Selain itu, aktivis dan akademisi juga khawatir dengan penggunaan AI oleh Israel untuk menargetkan warga Palestina.
Pakar hukum mengatakan penggunaan AI dalam perang melanggar hukum internasional.
Profesor di Universitas California, Los Angeles (UCLA), Ramesh Srinivasan, berkata kepada Al Jazeera bahwa Proyek Nimbus kurang transparan.
"Data untuk pemerintah Israel, tentu saja, kemungkinan besar akan diperluas ke (tentara) Israel," katanya.
"Jadi ini adalah proyek yang menandai dan menyoroti hubungan langsung yang dimiliki perusahaan-perusahaan teknologi besar di Amerika Serikat, tidak hanya dengan apa yang disebut sebagai kompleks industri militer, namun juga secara langsung membantu dan bersekongkol dengan pemerintah Israel," katanya.
Disebutkan juga para pekerja yang ikut serta dalam aksi duduk damai dan menolak untuk pergi tidak merusak properti atau mengancam pekerja lainnya.
“Alasan untuk menghindari berkonfrontasi dengan kami dan kekhawatiran kami secara langsung, dan berupaya membenarkan penembakan yang ilegal dan bersifat pembalasan, adalah sebuah kebohongan,” kata pernyataan itu lebih lanjut.
Sebaliknya, No Tech for Apartheid menyebut mereka menerima tanggapan yang sangat positif, dikutip dari Palestine Chronicle.
Baca juga: Karyawan Google di PHK Usai Desak CEO Putus Kontrak Rp19,4 Triliun dengan Israel
Pernyataan Google
Dalam sebuah pernyataan, Google mengatakan bahwa kontrak Proyek Nimbus “tidak ditujukan pada beban kerja yang sangat sensitif, rahasia, atau militer yang relevan dengan senjata atau badan intelijen”.
Raksasa teknologi ini mengatakan pihaknya bekerja sama dengan beberapa pemerintah di seluruh dunia, termasuk Israel.
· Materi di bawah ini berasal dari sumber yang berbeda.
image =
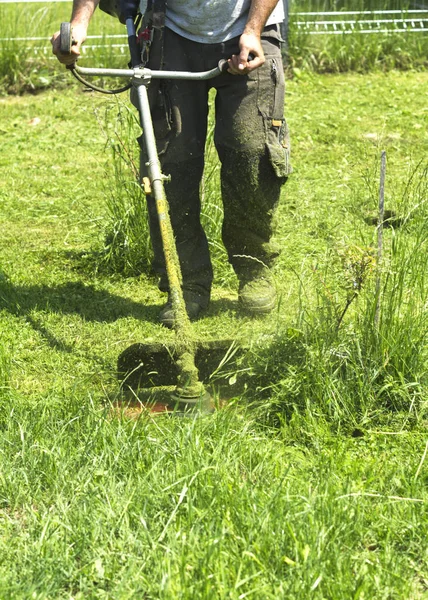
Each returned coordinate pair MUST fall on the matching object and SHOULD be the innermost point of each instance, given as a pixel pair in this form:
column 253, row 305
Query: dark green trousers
column 252, row 142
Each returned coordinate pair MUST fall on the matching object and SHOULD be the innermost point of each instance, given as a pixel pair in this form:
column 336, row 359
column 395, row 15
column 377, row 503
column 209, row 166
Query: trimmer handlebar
column 147, row 74
column 138, row 72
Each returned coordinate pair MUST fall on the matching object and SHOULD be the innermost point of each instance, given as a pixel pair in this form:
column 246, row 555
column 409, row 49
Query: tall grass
column 355, row 51
column 26, row 60
column 339, row 363
column 127, row 246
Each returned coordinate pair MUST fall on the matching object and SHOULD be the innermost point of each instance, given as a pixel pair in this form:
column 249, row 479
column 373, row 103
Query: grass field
column 27, row 64
column 312, row 482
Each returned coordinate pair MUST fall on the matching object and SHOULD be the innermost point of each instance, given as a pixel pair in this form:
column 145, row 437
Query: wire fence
column 312, row 17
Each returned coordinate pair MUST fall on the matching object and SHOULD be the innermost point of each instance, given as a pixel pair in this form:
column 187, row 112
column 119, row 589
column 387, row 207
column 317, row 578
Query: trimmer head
column 148, row 374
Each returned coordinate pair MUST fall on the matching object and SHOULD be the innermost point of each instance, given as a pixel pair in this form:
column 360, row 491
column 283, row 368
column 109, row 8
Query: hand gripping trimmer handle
column 66, row 38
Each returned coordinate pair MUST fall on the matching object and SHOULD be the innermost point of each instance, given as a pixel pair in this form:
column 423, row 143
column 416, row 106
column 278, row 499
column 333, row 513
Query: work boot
column 195, row 304
column 257, row 295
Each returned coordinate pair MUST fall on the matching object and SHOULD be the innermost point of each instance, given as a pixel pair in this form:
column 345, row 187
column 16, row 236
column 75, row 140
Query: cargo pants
column 252, row 141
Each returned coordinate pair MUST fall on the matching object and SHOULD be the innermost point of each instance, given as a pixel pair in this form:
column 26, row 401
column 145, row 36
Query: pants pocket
column 270, row 103
column 278, row 146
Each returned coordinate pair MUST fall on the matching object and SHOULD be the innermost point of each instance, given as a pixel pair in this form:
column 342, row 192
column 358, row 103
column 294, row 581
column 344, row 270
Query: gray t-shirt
column 212, row 21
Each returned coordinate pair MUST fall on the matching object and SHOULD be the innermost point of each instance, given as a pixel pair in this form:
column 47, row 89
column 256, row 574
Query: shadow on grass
column 72, row 297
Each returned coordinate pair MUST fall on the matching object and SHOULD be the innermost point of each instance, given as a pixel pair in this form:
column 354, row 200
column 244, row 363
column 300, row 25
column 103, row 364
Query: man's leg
column 179, row 112
column 252, row 142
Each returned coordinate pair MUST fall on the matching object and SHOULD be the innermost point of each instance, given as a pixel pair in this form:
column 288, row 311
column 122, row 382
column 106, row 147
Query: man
column 251, row 138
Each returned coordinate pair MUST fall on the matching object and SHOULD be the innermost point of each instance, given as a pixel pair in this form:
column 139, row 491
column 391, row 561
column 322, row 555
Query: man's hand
column 79, row 36
column 251, row 55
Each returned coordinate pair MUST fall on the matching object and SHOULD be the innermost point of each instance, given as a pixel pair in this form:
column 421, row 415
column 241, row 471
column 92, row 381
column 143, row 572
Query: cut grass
column 316, row 490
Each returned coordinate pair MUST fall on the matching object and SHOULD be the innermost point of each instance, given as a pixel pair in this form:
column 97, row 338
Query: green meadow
column 311, row 480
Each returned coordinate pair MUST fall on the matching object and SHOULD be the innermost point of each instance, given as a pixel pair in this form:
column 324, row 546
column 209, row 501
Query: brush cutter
column 142, row 367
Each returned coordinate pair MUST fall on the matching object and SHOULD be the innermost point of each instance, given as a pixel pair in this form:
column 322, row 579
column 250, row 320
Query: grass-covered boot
column 195, row 304
column 257, row 295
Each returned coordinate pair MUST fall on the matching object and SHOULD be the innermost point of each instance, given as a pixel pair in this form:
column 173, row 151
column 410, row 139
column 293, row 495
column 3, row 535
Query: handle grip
column 66, row 38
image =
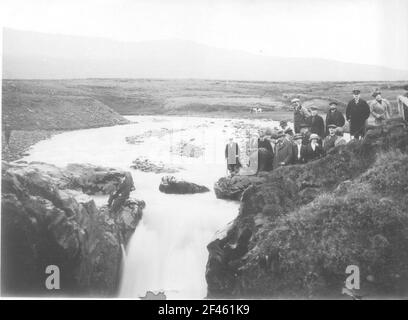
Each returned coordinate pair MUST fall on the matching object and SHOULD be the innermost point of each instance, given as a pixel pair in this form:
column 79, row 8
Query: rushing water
column 168, row 249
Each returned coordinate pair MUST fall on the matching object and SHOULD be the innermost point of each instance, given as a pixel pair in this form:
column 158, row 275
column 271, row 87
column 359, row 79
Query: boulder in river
column 47, row 222
column 169, row 184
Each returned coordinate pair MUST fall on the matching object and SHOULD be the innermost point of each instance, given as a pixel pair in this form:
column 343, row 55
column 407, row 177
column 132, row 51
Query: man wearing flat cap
column 334, row 116
column 305, row 132
column 380, row 108
column 330, row 140
column 300, row 114
column 313, row 150
column 298, row 149
column 316, row 122
column 357, row 113
column 283, row 153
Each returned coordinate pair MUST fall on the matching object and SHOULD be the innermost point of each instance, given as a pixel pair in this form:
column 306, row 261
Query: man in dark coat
column 118, row 198
column 334, row 117
column 232, row 156
column 265, row 152
column 305, row 132
column 357, row 113
column 283, row 153
column 298, row 149
column 316, row 123
column 330, row 140
column 313, row 150
column 300, row 114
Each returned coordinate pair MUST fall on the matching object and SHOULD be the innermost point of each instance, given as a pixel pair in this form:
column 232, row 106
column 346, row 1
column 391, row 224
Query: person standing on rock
column 314, row 150
column 118, row 198
column 316, row 123
column 340, row 141
column 232, row 157
column 380, row 108
column 283, row 154
column 357, row 113
column 289, row 135
column 305, row 132
column 330, row 140
column 298, row 150
column 334, row 116
column 300, row 114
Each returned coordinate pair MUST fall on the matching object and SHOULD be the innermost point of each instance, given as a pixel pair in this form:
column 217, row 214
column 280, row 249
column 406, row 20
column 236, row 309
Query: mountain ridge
column 32, row 55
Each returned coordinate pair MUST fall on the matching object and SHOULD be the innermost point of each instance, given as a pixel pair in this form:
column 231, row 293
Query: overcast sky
column 362, row 31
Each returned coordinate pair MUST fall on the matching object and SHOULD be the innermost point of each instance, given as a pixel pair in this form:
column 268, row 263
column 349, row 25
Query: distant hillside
column 44, row 56
column 68, row 100
column 25, row 108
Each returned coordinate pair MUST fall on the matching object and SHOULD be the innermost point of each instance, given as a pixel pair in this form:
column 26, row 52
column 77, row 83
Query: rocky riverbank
column 48, row 218
column 299, row 228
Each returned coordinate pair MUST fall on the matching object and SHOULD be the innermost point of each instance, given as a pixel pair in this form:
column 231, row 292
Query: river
column 168, row 249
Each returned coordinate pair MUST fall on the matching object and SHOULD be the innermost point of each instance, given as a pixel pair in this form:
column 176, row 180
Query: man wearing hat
column 300, row 114
column 334, row 116
column 232, row 156
column 298, row 149
column 283, row 153
column 316, row 122
column 340, row 137
column 380, row 108
column 330, row 140
column 305, row 132
column 357, row 113
column 289, row 135
column 283, row 124
column 313, row 150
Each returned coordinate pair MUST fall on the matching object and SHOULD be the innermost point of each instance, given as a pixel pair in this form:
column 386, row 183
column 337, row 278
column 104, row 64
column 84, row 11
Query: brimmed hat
column 280, row 134
column 376, row 93
column 314, row 136
column 288, row 130
column 339, row 130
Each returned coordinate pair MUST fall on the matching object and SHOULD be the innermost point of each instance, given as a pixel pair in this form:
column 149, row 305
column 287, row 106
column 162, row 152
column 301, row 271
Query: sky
column 360, row 31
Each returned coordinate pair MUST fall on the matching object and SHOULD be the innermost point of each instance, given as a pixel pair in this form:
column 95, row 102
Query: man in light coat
column 380, row 108
column 283, row 153
column 232, row 156
column 300, row 114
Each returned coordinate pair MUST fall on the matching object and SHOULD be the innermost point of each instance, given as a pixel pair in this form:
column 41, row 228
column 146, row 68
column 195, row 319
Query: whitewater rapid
column 168, row 249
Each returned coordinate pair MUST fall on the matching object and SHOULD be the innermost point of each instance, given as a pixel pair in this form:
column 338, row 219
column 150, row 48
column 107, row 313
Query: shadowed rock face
column 170, row 184
column 300, row 228
column 45, row 221
column 232, row 187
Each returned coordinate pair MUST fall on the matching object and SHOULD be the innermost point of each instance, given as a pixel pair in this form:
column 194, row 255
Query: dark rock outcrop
column 45, row 221
column 169, row 184
column 297, row 231
column 232, row 187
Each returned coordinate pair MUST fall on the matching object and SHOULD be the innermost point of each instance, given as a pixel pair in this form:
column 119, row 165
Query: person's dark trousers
column 359, row 133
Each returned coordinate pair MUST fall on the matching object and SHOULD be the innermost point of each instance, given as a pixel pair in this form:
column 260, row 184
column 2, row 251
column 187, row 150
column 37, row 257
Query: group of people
column 311, row 136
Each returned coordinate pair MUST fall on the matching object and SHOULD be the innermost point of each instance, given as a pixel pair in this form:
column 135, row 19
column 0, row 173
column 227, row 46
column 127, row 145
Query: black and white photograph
column 204, row 150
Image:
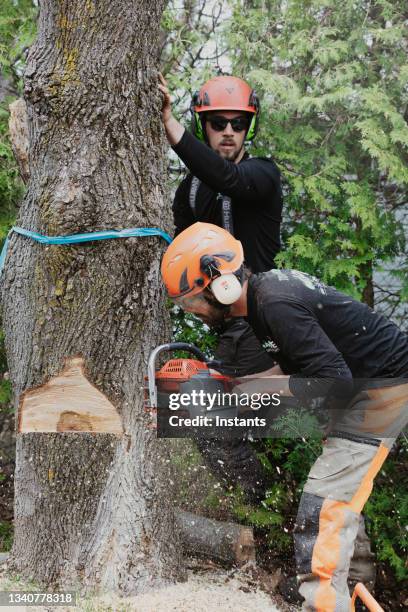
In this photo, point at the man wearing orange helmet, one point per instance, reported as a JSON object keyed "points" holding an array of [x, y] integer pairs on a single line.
{"points": [[242, 194], [329, 345]]}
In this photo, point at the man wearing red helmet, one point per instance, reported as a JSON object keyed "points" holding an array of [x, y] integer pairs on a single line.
{"points": [[329, 345], [242, 194]]}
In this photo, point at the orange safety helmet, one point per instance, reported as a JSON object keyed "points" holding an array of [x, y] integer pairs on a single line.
{"points": [[224, 93], [197, 256]]}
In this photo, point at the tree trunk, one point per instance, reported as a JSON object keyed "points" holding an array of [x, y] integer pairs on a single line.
{"points": [[90, 507], [225, 542]]}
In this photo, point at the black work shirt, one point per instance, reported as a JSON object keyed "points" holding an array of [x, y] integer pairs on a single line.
{"points": [[256, 199], [316, 332]]}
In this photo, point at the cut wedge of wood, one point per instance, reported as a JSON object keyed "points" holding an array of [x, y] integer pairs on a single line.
{"points": [[68, 402]]}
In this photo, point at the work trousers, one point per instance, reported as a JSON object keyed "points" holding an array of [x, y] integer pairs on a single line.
{"points": [[329, 522], [235, 462]]}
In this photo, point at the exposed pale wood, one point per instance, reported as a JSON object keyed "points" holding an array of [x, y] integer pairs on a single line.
{"points": [[18, 132], [220, 541], [92, 511], [68, 402]]}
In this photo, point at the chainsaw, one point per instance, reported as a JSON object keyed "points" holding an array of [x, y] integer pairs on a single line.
{"points": [[191, 378]]}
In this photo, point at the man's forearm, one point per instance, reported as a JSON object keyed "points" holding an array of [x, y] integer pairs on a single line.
{"points": [[174, 131]]}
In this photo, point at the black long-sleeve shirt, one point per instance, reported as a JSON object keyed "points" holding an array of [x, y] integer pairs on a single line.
{"points": [[317, 333], [256, 199]]}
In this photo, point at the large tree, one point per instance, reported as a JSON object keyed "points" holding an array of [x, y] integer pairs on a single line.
{"points": [[81, 320]]}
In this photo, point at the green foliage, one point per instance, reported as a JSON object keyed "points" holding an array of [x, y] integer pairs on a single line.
{"points": [[333, 80], [17, 30], [387, 511], [188, 328]]}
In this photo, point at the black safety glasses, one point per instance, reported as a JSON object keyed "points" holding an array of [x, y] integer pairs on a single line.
{"points": [[218, 123]]}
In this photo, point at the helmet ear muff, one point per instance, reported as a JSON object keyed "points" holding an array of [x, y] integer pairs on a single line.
{"points": [[253, 128], [254, 123], [226, 289]]}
"Kami memiliki budaya diskusi yagn dinamis dan terbuka yang memungkinkan kami menciptakan produk luar biasa dan mewujudkan ide-ide hebat menjadi nyata," kata CEO Google Sundar Pichai melalui sebuah pesan yang dibagikan di blognya minggu lalu.
Tulisan di blog itu menekankan bahwa budaya di perusahaan itu penting untuk dilestarikan.
"Namun, pada akhirnya kita adalah tempat kerja dan kebijakan serta ekspektasi kita jelas: ini adalah bisnis, dan bukan tempat untuk bertindak dengan cara yang mengganggu rekan kerja atau membuat mereka merasa tidak aman, mencoba menggunakan perusahaan sebagai platform pribadi, atau untuk memperebutkan isu-isu yang mengganggu atau memperdebatkan politik. Ini adalah momen yang terlalu penting sebagai sebuah perusahaan untuk kita alihkan perhatiannya,” tulisnya.